Le ministre Charette promet d'agir pour corriger la situation. « Comme gouvernement, avec les centres de tri et l'industrie, on a la responsabilité maintenant de trouver des débouchés pour toute cette matière qui arrive semaine après semaine aux centres de tri. »
Selon Recyc-Québec, 72 % du verre et 65 % du plastique généré par les Québécois se retrouvent dans des sites d'enfouissement. Le directeur général du Front commun québécois pour une gestion écologique des déchets, Karel Ménard, ne voit rien d'étonnant dans le fait d'avoir autant de plastiques dans les dépotoirs.
« On produit trop de plastiques, donc c'est sûr que ça se retrouve dans les lieux d'enfouissement. Un commerçant aujourd'hui, un producteur, peut mettre sur le marché un produit non recyclable, moi je trouve ça aberrant. Au moins, on devrait s'assurer qu'un produit mis en marché au Québec soit recyclable et recyclé, parce qu'il y a une grosse nuance et, idéalement, localement », précise-t-il.
À Lachenaie, André Chulak voit d'un bon oeil la promesse du gouvernement de Justin Trudeau d'interdire les plastiques à usage unique en 2021. « Si on jette un coup d'œil, plusieurs objets qui sont visuellement apparents, ce sont des objets qui ont servi à peine une fois, donc c'est eux qui vont disparaître.
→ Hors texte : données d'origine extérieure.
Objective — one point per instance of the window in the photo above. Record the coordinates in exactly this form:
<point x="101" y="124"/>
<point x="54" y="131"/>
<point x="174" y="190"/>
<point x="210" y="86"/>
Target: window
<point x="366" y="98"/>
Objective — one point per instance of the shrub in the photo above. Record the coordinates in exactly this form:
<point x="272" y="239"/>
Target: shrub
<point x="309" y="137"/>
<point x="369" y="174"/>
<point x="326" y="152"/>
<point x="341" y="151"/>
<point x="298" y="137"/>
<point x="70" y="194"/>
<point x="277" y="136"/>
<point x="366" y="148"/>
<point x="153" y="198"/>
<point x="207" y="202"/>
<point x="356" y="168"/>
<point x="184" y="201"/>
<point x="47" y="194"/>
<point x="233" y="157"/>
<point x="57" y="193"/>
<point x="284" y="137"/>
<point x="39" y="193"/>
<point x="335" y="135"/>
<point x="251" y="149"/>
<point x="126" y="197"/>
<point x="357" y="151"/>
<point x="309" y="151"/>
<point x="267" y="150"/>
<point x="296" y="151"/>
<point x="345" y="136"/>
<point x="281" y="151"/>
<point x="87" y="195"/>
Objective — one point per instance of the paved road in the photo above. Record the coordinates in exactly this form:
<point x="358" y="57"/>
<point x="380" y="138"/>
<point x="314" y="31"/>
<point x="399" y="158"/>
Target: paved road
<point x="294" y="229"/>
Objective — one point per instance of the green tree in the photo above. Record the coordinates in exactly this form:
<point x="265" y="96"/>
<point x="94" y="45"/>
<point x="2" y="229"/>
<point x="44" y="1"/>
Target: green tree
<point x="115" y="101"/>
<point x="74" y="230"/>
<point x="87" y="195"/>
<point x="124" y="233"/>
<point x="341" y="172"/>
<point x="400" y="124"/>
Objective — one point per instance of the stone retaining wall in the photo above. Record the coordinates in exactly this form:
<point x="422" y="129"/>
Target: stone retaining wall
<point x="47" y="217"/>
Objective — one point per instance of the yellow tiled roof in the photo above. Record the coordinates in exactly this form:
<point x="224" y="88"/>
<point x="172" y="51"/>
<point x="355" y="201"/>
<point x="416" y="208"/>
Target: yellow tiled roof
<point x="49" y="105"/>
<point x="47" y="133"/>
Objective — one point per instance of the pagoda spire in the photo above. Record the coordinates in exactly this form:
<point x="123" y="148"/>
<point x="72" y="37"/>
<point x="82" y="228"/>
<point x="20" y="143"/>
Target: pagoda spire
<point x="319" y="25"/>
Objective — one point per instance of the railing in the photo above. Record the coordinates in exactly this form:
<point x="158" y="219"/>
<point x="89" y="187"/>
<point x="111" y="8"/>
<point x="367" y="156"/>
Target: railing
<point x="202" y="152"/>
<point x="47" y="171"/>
Ça va faire une belle différence. »
Le ministre Charette affirme pour sa part qu'« il faut diminuer à la source, l'usage de ce type de plastique là. »
Le gouvernement fédéral et les provinces se sont entendus pour élaborer un plan d'action visant à harmoniser progressivement le recyclage et la réduction des déchets de plastique au pays, quoique les détails de cette stratégie nationale restent à préciser.